Quand un navire en éperonne un autre, cela termine son mouvement. Il ne peut plus continuer à avancer, même s’il lui reste des points de mouvement.

Si un navire est éperonné, il ne peut pas bouger pendant le reste du tour de jeu.

Résolution de l’éperonnage

Les joueurs du navire attaquant et du navire attaqué jettent un dé et appliquent les modifications suivantes :

Qualité d’équipage : expert + 3
                                        moyen +2
                                        novice + 1
                                        esclave 0

Navire assaillant :
Eperonnage sur l’un des flancs de l’adversaire + 5 (beam ram)
Eperonnage à l’arrière de l’adversaire (poupe) + 2
Le navire avance ce tour-ci à une vitesse de croisière - 1
Le navire a subi une avarie - 2

Navire attaqué :
Le navire est éperonné par l’avant droit ou gauche  + 3 (bow beam)
Le navire est éperonné par l’arrière droit ou gauche + 1 (quarter beam)
Le navire avance plus vite que l’assaillant + 1
Le navire a subi une avarie – 2

Résultat
Chaque joueur compte combien de points il a obtenus.
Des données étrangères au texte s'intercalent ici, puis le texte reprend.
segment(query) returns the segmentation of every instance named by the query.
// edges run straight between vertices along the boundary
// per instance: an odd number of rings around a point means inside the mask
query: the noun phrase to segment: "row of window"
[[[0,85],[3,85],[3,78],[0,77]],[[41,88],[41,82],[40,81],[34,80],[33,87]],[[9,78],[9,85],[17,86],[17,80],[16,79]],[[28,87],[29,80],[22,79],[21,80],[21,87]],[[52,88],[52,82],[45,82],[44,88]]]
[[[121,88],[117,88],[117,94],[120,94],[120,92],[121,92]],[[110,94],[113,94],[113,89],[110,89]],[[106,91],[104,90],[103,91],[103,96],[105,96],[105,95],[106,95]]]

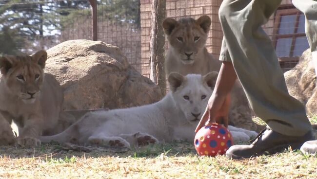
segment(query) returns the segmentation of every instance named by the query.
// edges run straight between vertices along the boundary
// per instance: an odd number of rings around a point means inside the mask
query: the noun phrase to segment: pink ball
[[[195,148],[200,156],[223,155],[233,144],[230,132],[217,123],[201,127],[196,133],[194,141]]]

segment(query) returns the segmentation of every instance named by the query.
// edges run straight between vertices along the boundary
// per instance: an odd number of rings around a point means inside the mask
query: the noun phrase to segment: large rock
[[[304,52],[298,64],[284,75],[290,94],[305,104],[309,115],[317,114],[316,74],[310,50]]]
[[[117,108],[159,100],[159,88],[128,62],[120,49],[100,41],[69,40],[47,51],[46,72],[63,88],[65,110]]]

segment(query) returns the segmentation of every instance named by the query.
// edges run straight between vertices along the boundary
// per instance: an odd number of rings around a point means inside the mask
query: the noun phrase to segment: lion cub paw
[[[18,144],[23,146],[38,146],[41,144],[40,140],[32,137],[18,138],[17,142]]]
[[[128,142],[119,137],[90,137],[88,141],[91,144],[96,145],[126,148],[130,147]]]
[[[150,134],[138,132],[135,136],[139,146],[148,145],[150,143],[158,143],[158,140]]]

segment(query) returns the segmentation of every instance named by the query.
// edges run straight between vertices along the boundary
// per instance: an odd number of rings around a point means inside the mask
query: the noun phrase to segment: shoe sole
[[[227,153],[226,153],[226,156],[231,159],[239,160],[239,159],[250,159],[253,157],[260,156],[263,155],[273,155],[280,152],[285,149],[287,150],[290,147],[292,148],[292,150],[299,149],[300,148],[300,147],[302,145],[303,143],[304,143],[304,142],[300,142],[300,143],[288,143],[288,144],[285,144],[283,145],[277,145],[273,148],[266,150],[262,152],[260,152],[259,153],[257,153],[255,155],[251,156],[243,157],[243,156],[237,156],[233,154],[227,154]]]

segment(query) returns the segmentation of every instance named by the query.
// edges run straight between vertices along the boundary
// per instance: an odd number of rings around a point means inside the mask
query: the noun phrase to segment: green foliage
[[[135,24],[140,28],[139,0],[99,0],[98,7],[99,21]],[[45,39],[53,39],[80,18],[90,16],[86,0],[1,0],[0,55],[45,48]]]

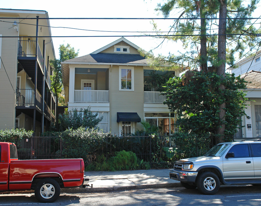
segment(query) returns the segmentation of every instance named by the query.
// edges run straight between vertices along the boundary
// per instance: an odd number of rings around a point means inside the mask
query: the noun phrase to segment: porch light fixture
[[[15,29],[16,29],[16,31],[18,31],[18,25],[16,23],[16,21],[15,21],[13,22],[13,27]]]

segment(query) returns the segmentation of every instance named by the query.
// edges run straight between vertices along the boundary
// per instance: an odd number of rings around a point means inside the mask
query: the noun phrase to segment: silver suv
[[[221,143],[204,156],[176,161],[169,177],[206,195],[216,193],[221,183],[261,183],[259,140]]]

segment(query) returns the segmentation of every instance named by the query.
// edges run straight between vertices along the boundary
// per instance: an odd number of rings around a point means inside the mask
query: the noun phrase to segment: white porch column
[[[75,68],[69,67],[70,69],[70,76],[69,79],[69,102],[73,103],[74,102],[74,78],[75,76]]]

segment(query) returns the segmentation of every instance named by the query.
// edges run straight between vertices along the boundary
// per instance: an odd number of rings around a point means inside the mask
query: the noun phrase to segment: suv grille
[[[178,170],[182,170],[182,164],[177,164],[177,163],[174,164],[174,169]]]

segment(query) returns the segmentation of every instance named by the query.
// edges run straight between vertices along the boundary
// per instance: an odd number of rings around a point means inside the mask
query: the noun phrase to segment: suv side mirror
[[[235,157],[235,154],[234,152],[228,152],[226,156],[226,158]]]

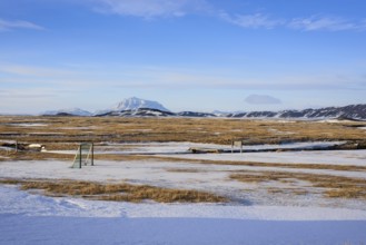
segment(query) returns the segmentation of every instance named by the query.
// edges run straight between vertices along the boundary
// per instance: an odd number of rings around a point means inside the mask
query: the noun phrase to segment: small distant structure
[[[234,147],[240,147],[240,154],[243,154],[243,140],[231,141],[231,154],[234,153]]]
[[[27,143],[19,143],[18,140],[0,140],[0,146],[4,147],[10,150],[14,150],[18,153],[19,150],[24,151],[46,151],[46,146],[42,144],[27,144]]]
[[[71,168],[81,168],[82,165],[95,165],[95,145],[93,143],[79,144],[78,151],[75,155]]]
[[[44,151],[46,146],[41,144],[29,144],[28,146],[26,146],[26,149],[29,149],[31,151]]]

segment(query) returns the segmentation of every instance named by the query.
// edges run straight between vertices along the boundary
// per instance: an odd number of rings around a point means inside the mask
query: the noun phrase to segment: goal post
[[[82,165],[95,165],[95,146],[92,143],[81,143],[75,155],[71,168],[81,168]]]

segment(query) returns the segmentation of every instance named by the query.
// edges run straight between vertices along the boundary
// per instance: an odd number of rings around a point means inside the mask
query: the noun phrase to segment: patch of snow
[[[0,244],[363,244],[366,212],[90,202],[0,186]]]

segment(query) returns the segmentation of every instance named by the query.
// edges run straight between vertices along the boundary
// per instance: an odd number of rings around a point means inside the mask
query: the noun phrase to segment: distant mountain
[[[165,108],[161,104],[152,100],[139,99],[136,97],[131,97],[128,99],[123,99],[115,107],[115,111],[122,111],[122,110],[137,110],[140,108],[149,108],[149,109],[157,109],[161,111],[170,111]]]
[[[180,117],[216,117],[215,114],[196,112],[196,111],[181,111],[176,115]]]
[[[91,112],[82,110],[80,108],[60,109],[60,110],[48,110],[41,114],[42,116],[80,116],[90,117]]]
[[[98,117],[171,117],[176,114],[151,108],[138,108],[133,110],[112,110],[105,114],[96,115]]]
[[[91,114],[79,108],[46,111],[48,116],[115,116],[115,117],[224,117],[224,118],[294,118],[294,119],[353,119],[366,120],[366,105],[350,105],[345,107],[326,107],[320,109],[280,110],[280,111],[249,111],[249,112],[171,112],[157,101],[136,97],[125,99],[111,109]]]
[[[234,118],[301,118],[301,119],[323,119],[323,118],[348,118],[366,119],[366,105],[350,105],[345,107],[326,107],[320,109],[305,110],[281,110],[281,111],[251,111],[231,114],[228,117]]]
Puis il enlève de cette somme le nombre de points obtenus par son adversaire et il regarde quelle conséquence cela a sur son propre bateau :
+ 3 or plus : pas d’effet
- 2 à + 2 : le navire subit une avarie si le total est un chiffre pair. Il s’en sort indemne si le total est un chiffre impair.
- 3 à – 6 : le navire subit une avarie
- 7 et au-delà : le navire coule

Particularités

Navires sans rostre
Les navires dont la taille est indiquée entre guillemets ne possèdent pas de rostre. Ils ne peuvent donc pas éperonner d’autres bateaux.
Toutefois, ils peuvent bien sûr être éperonnés et utilisent le chiffre indiquant leur taille dans le calcul de résolution des effets.

Après l’éperonnage
Lors du tour sui suit un éperonnage, à moins qu’ils soient retenus par des grappins, les navires sont libres de bouger comme ils le veulent.
La seule exception concerne le bateau assaillant. Son premier mouvement doit être une marche arrière. Cela, même s’il est resté accroché pendant plusieurs tours à son adversaire.

Rames brisées
Plutôt que de procéder à un éperonnage classique, un navire peut tenter de briser les rames du bateau qu’il attaque.
Cela n’est possible que s’il est à pleine vitesse et s’il attaque sa cible par le flanc avant (bow beam) ou par le flanc arrière (quarter beam). Dans tous les autres cas, la rupture de rames n’est pas possible.

Un navire provoquant une rupture de rames doit faire un mouvement vers l’avant quand il dépense ses points pour chercher le contact. Le point de mouvement dépensé pour la rupture de rames peut être utilisé lors d’un virage.
Après qu’un assaillant ait effectué une rupture de rames, il peut continuer à avancer.

Un bateau dont une partie des rames ont été brisées peut également continuer à avancer lors de son tour de jeu.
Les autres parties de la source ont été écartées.